Understand your argument though. Maybe I don't use this plugin icon often enough with methods that have more than one or two plugins.
It's an unusual habit to have an IDE-driven design and I don't think that should be a consideration for this PR. If we could assume everyone was using PHPStorm we could switch to tabs instead of spaces and reduce our processing time and storage space by a significant amount 😉
Not considering PHPStorm or the Magento plugin for it, I do feel like this would be a helpful feature for plugins that intercept more than one class. However I also think that is a rare use case and probably a code smell by itself since that feels like a risky practice. I think if the standard "one class per plugin" paradigm is followed then the plugin is self-documenting as has been discussed.

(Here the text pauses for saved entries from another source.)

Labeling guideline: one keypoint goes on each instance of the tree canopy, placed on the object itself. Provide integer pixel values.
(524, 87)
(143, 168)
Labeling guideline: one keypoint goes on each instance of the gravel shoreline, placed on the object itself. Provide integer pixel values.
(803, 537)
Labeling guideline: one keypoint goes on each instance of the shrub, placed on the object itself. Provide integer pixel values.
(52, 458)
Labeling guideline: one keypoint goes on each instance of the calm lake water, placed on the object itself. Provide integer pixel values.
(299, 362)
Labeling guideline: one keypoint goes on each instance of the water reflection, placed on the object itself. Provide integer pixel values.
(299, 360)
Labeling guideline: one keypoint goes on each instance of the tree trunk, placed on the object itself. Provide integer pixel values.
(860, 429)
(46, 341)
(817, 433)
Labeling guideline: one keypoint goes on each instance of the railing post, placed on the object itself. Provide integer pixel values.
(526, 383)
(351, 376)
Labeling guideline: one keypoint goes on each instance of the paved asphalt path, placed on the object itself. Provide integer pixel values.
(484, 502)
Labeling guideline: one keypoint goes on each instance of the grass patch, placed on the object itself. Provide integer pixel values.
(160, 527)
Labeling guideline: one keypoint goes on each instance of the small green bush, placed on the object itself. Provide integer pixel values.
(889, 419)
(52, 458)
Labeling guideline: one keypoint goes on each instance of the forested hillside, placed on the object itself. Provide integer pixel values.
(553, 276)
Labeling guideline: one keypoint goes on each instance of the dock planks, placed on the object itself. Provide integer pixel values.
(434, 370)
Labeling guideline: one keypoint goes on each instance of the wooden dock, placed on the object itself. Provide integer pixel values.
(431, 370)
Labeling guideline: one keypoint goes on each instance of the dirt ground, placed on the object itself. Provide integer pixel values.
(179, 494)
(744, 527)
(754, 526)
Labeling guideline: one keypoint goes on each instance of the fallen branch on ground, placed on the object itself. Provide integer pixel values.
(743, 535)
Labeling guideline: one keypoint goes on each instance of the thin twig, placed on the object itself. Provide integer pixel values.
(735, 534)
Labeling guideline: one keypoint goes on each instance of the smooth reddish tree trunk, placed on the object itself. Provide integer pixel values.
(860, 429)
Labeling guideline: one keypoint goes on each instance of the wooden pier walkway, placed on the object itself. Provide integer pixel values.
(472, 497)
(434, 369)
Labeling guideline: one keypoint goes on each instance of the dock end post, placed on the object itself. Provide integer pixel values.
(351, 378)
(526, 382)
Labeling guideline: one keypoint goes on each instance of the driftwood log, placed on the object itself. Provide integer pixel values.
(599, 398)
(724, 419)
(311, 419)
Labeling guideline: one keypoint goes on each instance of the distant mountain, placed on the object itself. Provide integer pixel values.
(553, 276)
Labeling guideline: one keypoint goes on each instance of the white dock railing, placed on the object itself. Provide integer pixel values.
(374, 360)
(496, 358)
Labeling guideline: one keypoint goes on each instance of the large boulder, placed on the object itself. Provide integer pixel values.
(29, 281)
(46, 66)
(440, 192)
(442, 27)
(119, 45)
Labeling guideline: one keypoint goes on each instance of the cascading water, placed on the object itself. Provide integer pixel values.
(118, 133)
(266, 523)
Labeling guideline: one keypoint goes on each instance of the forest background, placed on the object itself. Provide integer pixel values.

To the point about being able to see which classes or plugins are available, this PR would not help with that.
For me, this approach is a violation of best practices - don't describe the implementation in DocBlock (method/class description). The declaration in di.xml is an implementation. If someone changes it (removes or adds plugin declaration) you will have a wrong statement in the DocBlock.
We need to remember that the plugin can be added by one module and disabled by another. If you check the di.xml declarations, you will have a clear understanding of the current state, but not with the @see annotation
Don't use a plugin to wrap multiple methods. Use a single plugin with a single method for each. Then use that to call another method that contains the shared logic.
Let the code, not documentation, be the source of truth.